Occupational Therapy and How it Helps Children
Updated: Apr 7
Occupational Therapy helps people of all ages to do things they want and need to do in their daily life (occupation). Occupational Therapists enable people to live life to its fullest and gain independence despite injury, illness or disability.
A child’s daily occupations include play, eating with family or friends, going to school, completing schoolwork, etc. Some children may experience difficulties in certain daily tasks due to sensory needs, learning difficulties, injuries or disabilities.
Occupational Therapy helps children:
· Develop gross motor skills so that they can engage in activity such as playing sports, walking and using the stairs.
· Develop fine motor skills in order to grasp and release toys and develop good handwriting or computer skills.
· Improve hand-eye coordination and visual processing to engage with play, self-care activities and academic activities such as copy from the blackboard.
· Improve cognitive skills in order to plan and execute everyday activities, involving attention, initiation and planning of activity, problem solving, safety awareness, etc.
· Master basic life skills such as getting dressed, brushing teeth, eating, and using the toilet independently.
· Learn positive behaviours and social skills by practicing strategies to manage negative emotions and behaviours.
· Increase self-esteem and achieve a sense of accomplishment.

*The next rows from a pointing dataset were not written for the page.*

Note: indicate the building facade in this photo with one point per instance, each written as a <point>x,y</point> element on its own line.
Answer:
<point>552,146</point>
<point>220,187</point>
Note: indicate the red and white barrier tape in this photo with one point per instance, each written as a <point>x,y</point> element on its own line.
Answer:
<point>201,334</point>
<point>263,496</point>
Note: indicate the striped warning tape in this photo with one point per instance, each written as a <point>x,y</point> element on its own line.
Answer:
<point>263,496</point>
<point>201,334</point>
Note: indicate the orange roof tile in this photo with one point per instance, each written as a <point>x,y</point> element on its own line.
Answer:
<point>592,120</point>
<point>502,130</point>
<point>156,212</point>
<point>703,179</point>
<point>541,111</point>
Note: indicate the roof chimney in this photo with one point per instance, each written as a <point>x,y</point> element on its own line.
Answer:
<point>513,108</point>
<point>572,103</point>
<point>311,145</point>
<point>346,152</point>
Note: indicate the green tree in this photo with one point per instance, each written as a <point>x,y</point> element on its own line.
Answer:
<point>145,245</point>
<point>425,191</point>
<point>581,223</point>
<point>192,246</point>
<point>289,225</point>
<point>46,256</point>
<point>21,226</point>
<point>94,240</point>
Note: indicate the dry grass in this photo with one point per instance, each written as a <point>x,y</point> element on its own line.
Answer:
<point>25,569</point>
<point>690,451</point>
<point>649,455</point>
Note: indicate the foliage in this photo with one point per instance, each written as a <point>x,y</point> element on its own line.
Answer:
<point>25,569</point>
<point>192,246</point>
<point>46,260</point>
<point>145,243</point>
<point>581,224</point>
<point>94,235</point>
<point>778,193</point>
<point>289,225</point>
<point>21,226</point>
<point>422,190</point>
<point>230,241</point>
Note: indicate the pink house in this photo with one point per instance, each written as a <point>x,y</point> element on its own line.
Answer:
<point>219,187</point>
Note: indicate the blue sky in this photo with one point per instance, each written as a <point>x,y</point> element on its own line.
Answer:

Occupational Therapy treatment is tailored to a child’s specific needs, taking into account the child’s strengths and weaknesses. The treatment consists of exercises and activities to build specific skills that are weak. For example, if a child overreacts to touch stimuli, the therapist might use activities involving messy play to gradually desensitise the child. The therapist will also plan a series of activities and accommodations to be carried out at home. If a child struggles with motor coordination or gross motor skills, the therapist might integrate obstacle course or ball activities into the therapy treatment sessions. The earlier the child starts Occupational Therapy, the more effective it tends to be.